Southampton Press / Opinion / Letters / 2061110

Fair Process

I am an unabashed affordable workforce housing advocate. Numerous citizens and I participated in a village-led process to write this year’s comprehensive housing legislation. The village provided a codified public process, which, from my experience, was fair in practice and intent. That process required substantial time, research, debate, multiple drafts, and public hearings by those willing to participate.

Some in the community feel Sag Harbor Village failed to follow due process and undermined public participation. Their Article 78 proceeding seeks court annulment of village Local Law 12 to, in the attorney’s words, “ensure informed public participation” in the process.

Their claim is erroneous and contradictory.

The Article 78 undermines the very process it pretends to ensure.
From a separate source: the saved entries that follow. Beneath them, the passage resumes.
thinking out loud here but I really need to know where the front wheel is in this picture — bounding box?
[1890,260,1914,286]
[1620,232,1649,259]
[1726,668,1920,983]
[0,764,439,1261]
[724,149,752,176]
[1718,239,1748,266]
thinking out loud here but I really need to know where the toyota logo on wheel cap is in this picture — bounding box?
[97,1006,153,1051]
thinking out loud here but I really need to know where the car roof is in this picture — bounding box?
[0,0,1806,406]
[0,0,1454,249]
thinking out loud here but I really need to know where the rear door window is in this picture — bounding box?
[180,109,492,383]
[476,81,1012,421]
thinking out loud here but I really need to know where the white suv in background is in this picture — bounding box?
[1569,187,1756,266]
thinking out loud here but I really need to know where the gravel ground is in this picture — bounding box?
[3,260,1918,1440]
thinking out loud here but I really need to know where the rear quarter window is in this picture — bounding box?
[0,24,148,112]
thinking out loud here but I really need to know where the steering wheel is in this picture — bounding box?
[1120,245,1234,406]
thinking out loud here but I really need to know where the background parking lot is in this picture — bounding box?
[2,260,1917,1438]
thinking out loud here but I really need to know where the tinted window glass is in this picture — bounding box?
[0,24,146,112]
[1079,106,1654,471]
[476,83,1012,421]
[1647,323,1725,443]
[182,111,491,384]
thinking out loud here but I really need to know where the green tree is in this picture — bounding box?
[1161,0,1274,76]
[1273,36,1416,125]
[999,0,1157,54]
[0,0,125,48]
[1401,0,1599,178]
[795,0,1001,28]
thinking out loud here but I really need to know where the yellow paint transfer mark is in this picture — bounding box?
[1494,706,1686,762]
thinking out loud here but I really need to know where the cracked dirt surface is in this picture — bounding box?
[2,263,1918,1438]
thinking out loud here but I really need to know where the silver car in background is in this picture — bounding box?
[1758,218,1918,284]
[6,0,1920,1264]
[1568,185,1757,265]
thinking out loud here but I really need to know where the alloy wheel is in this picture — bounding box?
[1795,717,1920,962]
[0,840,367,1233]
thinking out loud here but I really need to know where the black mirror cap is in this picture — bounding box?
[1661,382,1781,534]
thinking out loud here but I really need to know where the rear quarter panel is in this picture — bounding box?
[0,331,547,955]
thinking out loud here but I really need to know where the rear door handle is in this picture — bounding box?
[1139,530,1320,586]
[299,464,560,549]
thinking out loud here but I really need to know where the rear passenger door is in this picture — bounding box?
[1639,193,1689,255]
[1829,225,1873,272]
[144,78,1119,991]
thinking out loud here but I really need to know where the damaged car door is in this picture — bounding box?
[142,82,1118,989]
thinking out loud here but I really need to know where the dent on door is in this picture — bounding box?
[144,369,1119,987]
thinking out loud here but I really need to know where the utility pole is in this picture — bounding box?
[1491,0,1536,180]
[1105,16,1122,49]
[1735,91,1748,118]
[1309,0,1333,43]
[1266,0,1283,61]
It seeks to deny the village the process of enacting laws and the process that protects the rights of the public and those of property owners. It is the antithesis of process. The court will predictably see the proceedings not as a matter of process but the objection to affordable workforce housing in the office and village business districts.

There is another plaintiff issue that deserves our attention. They claim the village ignored existing risks such as the presence of contaminated soil and area flooding. These issues were extensively noted in Local Law 12 (see the planning analysis). Moreover, they contend — clairvoyantly, one supposes — that any property development will not address existing risks, while also causing additional significant harm.

The important point is this: Local Law 12 itself cannot resolve these issues in advance of an application. Issue resolution, if possible, is the burden of an application. The role of village boards is to evaluate whether a proposal provides empirical evidence, solutions and commitments that will lessen an existing harm, while also avoiding significant harmful impacts.

Simply put, this is the environmental review process, one the Board of Trustees is privileged to lead and the community is expected to participate. This and only this process, in action, will constitute the evidence of fairness or due process. An Article 78 cannot ensure fairness or provide solutions or the means to evaluate them.

The village now faces a costly and cynical legal petition whose muddled aim targets affordable workforce housing zoning provisions and a separate mixed-use proposal for Rose and Bridge streets. It does so in the name of process and public participation.

The more likely reasons lie elsewhere.